In October Frank proposed legislation that would collect fees from banks with more than $10 billion of assets before the money is actually needed, in the event they would fail.
Concerns about regulatory proposals are growing and analysts say Obama's bank tax would take around $120 billion out of the banking system, while the legislation proposed by Frank could take out up to $200 billion.
Critics of the proposals say the taxes will suffocate banks and they will be unable to lend, but Frank said that, if you add up the amounts advanced by these proposals, "you get two years worth of bonuses."
"Apparently, when they pay each other those enormous bonuses, that doesn't affect their ability to lend," he added.

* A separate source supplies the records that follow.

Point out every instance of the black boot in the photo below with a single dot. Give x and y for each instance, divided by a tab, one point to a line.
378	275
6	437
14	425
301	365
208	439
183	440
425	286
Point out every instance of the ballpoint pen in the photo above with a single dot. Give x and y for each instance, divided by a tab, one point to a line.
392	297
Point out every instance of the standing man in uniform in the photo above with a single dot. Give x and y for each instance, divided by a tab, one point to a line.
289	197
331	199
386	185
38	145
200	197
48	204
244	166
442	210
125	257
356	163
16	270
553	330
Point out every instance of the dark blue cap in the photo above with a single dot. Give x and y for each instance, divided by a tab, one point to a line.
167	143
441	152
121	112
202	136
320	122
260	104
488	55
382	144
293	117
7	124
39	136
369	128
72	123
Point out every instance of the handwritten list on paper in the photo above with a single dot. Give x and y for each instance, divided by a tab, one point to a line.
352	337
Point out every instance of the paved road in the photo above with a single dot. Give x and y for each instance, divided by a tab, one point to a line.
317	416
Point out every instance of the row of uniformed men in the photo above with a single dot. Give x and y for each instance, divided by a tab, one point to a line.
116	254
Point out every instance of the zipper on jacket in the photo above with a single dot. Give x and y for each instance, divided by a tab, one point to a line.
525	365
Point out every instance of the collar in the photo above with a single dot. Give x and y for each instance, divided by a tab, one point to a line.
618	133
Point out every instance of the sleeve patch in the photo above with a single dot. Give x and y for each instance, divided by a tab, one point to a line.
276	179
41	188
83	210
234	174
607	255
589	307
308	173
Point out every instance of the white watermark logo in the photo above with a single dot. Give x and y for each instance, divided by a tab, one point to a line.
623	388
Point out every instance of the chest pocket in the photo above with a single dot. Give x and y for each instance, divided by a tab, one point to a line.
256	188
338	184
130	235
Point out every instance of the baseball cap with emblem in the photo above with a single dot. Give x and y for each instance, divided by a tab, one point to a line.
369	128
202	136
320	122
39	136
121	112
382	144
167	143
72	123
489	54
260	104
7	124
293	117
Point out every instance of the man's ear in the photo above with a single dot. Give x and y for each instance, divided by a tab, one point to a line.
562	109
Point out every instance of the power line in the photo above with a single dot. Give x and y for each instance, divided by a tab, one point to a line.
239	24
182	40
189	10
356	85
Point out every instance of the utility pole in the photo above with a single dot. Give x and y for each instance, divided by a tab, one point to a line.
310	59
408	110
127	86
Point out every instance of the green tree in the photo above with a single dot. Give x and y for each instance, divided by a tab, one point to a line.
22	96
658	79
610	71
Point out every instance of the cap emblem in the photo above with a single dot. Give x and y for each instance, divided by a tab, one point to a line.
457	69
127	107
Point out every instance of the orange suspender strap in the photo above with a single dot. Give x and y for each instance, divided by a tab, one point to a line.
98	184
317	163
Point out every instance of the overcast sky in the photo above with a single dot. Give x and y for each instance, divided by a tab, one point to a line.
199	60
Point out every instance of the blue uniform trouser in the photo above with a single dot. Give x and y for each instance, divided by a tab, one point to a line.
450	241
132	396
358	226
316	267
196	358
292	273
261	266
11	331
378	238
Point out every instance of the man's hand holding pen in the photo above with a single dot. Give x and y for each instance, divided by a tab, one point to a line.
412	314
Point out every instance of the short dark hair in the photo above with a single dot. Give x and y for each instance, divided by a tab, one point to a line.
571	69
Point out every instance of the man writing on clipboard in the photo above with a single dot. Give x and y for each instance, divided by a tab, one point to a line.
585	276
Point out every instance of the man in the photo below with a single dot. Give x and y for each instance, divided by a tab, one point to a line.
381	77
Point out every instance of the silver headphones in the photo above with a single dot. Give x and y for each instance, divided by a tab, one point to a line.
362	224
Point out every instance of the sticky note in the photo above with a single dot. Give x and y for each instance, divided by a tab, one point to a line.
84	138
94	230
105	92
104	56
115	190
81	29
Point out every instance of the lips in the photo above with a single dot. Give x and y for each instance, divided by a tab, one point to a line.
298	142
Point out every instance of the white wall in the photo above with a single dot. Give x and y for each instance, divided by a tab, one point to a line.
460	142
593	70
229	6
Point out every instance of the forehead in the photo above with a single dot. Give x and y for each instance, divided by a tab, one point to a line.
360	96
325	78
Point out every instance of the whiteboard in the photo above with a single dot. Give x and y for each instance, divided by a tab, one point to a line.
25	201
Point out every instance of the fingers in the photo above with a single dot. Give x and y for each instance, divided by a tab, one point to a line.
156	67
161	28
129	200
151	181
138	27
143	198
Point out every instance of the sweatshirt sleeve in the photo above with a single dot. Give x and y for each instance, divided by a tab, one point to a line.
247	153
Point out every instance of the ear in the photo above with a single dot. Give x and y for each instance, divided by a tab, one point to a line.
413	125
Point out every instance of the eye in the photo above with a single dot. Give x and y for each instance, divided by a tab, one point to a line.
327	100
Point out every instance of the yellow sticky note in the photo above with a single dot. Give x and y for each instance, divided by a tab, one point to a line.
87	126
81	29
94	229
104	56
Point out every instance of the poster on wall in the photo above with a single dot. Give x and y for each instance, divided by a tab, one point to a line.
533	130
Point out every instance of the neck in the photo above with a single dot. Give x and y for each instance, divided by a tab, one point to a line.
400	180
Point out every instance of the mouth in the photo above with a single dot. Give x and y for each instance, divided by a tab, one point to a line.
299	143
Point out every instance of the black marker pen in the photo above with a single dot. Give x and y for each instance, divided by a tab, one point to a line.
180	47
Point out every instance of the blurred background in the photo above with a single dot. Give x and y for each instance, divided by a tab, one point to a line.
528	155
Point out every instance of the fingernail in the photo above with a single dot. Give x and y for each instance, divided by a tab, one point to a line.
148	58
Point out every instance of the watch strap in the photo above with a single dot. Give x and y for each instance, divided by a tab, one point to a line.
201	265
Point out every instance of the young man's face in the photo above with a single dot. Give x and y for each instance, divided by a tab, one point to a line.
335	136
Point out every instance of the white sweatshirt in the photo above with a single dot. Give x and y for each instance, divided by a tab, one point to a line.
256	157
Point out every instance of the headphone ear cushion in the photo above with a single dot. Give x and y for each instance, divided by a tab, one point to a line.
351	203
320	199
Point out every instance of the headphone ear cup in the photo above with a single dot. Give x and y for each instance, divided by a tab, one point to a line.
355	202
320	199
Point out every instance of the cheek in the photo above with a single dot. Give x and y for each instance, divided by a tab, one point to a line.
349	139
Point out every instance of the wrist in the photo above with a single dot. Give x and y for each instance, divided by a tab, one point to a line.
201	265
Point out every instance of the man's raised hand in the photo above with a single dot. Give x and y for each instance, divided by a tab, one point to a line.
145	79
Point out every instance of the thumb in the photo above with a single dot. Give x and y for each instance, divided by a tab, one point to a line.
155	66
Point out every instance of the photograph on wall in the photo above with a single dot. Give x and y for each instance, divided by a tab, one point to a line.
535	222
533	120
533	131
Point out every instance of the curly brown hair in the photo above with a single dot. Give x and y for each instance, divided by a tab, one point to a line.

Banks should accept the fact that taxpayers' money need to be returned and the huge debt incurred by the US government in bailing out the financial system must be reduced, according to Frank.
The banks were the recipients of so much aid that "for them to complain when we try to reduce the deficit in a small way, with a small tax on them, really is outrageous," he said.
On the confirmation of Ben Bernanke as Federal Reserve chairman, Frank said the Republicans who opposed it seemed to forget that initially he was appointed by former Republican President George W. Bush.
The number of votes against Bernanke did not weaken his position at the helm of the Fed because "once you're in, you're in," Frank added.